Taking the ² out of O(n²)

A few days ago we noticed a significant slow-down in XTDB 2’s bitemporal resolution when storing time-series data - this technical deep-dive gives an outline of how we do bitemporal resolution, what the issue was, and how we fixed it.

Some background here: we’ve recently been working with a number of 'Design Partners', most of which deal with regulated data in some way. This one is particularly interesting, partly because it’s good to see the innovation they’re bringing to the renewable energy business domain, making the world a greener place; partly because it means some of the regulated data they’re working with is more of a time-series nature.

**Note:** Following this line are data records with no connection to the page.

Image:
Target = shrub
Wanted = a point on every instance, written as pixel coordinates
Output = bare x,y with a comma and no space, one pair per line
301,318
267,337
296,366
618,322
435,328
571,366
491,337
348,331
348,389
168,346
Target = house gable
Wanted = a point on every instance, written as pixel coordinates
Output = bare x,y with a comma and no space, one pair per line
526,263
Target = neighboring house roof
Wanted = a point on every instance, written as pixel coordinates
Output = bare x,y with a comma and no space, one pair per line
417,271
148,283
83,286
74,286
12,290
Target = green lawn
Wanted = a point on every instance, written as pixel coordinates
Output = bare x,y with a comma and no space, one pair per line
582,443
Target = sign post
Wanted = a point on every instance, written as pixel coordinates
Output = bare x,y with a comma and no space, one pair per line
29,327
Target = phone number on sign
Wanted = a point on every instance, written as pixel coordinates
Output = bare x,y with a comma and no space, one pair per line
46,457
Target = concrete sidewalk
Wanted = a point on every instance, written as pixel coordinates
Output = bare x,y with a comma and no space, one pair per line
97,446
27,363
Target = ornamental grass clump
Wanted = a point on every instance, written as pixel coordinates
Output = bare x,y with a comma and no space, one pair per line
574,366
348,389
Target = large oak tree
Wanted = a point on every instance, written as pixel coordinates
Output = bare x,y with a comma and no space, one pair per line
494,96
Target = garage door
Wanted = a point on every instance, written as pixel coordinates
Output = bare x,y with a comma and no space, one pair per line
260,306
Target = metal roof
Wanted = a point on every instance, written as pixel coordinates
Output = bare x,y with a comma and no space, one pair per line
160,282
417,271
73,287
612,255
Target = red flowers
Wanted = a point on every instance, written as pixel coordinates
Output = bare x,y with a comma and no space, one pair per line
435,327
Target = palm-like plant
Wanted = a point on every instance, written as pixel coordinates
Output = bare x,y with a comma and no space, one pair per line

XT2 wasn’t initially built with time-series data in mind - it’s quite a different access pattern to what we normally see in the bitemporal world, in that we are typically dealing with far fewer historical versions for a given datum. In this case, though, there are regulatory reporting requirements both on their slower-moving data and on the time-series data - the ability to go back in time and justify/report on decisions is still critical, but also with the usual time-series requirements for retention periods and down-sampling.

Become a XT2 Design Partner!

As you can probably tell, we’re currently working very closely with our XTDB 'Design Partners' - with skilled JUXT consultants helping them get started with XT2, but also with the backing of the core XT team prioritising any issues they’re facing and features they need.

If this sounds like something you’d benefit from too, please do get in touch!

Bitemporal resolution

When we write new data into XT2, we append 'events' to a log, each consisting of the system-time that the event was asserted, the valid-from and valid-to of the event (if explicitly specified), and the document itself.

(Appending to an immutable log is the absolute quickest write operation we could perform, but not the quickest to read. We have other processes to make the read-side fast, which I really should write up in another blog at some point…^[1])

On query, we essentially then have to 'replay' these events to filter out the versions that aren’t relevant for the query at hand. That query may only wish to see rows that are currently valid (the default behaviour), it may wish to see the database at a certain time in the past, it may wish to see the whole edit history of a given entity. We refer to this filtering out of irrelevant versions as 'bitemporal resolution'.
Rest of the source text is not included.